DeMarcus Cousins trade
For most of last week, the national sports media slammed the Sacramento Kings for trading the man-child otherwise known as DeMarcus Cousins.
Arguably the best big man in the NBA, and easily the Kings’ best player, Cousins’ trade to the New Orleans Pelicans was a move the Kings had to make and should have made long ago.
Four teams passed on Cousins before the Kings drafted him in 2010 and that reality was still in play last week.
So what happened in the Cousins trade was the acknowledgment that Cousins as “The Franchise” was never going to work.
Not only was it never going to work, but Cousins had depleted his own market value to the extent that the Kings were never, ever going to get value in return for him.
But to their credit, the Kings chose not to embrace an even scarier proposition more years of losing seasons while Cousins put up big numbers.
Did the Kings badly bobble the PR ball after Cousins was traded?

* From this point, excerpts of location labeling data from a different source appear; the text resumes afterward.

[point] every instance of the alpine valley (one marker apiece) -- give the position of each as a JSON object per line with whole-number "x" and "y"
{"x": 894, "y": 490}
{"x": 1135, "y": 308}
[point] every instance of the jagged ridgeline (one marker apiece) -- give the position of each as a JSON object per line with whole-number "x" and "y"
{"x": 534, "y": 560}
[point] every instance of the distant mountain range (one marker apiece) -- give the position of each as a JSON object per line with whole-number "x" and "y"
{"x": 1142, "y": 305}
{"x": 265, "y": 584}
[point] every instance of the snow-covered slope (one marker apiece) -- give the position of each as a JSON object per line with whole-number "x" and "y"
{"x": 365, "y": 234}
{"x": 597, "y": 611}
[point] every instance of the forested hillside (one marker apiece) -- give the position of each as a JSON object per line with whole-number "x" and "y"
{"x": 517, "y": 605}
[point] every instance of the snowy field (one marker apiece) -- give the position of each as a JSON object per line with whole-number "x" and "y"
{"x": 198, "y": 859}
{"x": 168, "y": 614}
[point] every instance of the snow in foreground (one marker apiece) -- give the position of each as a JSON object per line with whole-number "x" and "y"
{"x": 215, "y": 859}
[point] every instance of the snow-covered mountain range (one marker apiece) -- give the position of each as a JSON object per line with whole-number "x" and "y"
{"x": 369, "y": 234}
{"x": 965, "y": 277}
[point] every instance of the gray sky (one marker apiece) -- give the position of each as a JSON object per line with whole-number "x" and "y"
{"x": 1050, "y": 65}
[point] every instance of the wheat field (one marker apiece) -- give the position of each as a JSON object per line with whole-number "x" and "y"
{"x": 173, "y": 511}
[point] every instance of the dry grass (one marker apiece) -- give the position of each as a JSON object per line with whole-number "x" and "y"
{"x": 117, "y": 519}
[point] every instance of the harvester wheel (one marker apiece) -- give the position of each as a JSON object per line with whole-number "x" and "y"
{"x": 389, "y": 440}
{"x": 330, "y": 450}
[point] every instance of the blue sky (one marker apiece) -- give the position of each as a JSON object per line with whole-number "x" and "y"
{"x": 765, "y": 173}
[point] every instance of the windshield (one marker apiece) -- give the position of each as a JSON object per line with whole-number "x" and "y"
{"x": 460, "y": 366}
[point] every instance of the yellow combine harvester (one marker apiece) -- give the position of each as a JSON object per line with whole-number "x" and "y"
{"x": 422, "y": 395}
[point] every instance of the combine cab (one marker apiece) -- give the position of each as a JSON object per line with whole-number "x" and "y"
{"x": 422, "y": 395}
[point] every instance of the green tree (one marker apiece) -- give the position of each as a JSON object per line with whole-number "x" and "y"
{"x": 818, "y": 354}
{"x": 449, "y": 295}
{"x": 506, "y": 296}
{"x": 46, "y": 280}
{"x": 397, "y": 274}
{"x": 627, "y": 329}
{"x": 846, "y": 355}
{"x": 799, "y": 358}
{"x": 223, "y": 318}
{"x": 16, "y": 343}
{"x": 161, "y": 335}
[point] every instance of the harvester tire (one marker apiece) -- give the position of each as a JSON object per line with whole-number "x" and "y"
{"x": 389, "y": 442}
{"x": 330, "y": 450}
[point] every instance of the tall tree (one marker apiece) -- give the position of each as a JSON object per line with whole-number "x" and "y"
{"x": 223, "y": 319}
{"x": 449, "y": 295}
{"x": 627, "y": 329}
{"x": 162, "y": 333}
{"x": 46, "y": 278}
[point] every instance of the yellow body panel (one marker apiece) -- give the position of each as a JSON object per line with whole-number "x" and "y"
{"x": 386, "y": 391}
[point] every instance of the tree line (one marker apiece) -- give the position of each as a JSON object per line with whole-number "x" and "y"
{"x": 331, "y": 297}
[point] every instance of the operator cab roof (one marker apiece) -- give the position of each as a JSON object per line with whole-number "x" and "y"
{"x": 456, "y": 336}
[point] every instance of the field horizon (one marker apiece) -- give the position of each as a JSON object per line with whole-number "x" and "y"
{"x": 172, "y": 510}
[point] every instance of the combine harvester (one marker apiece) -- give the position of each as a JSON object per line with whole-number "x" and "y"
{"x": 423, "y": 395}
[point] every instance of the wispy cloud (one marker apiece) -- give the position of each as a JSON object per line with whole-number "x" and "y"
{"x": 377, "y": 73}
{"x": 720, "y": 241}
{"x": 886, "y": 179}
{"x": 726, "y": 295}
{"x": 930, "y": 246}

Did the Serbian-born Divac shoot himself in the foot when he said he had better deal for Cousins when in fact he meant in his halting English that he had discussed deals that potentially could have been better but were never consummated? Also lost in the overheated commentary was the fact that the type of plodding, physical basketball that the Kings played with Cousins is out of style in an NBA ruled by speed and fluidity of movement.
Late last week, Cousins reportedly called Divac and Ranadive “cowards” for the way they handled his trade.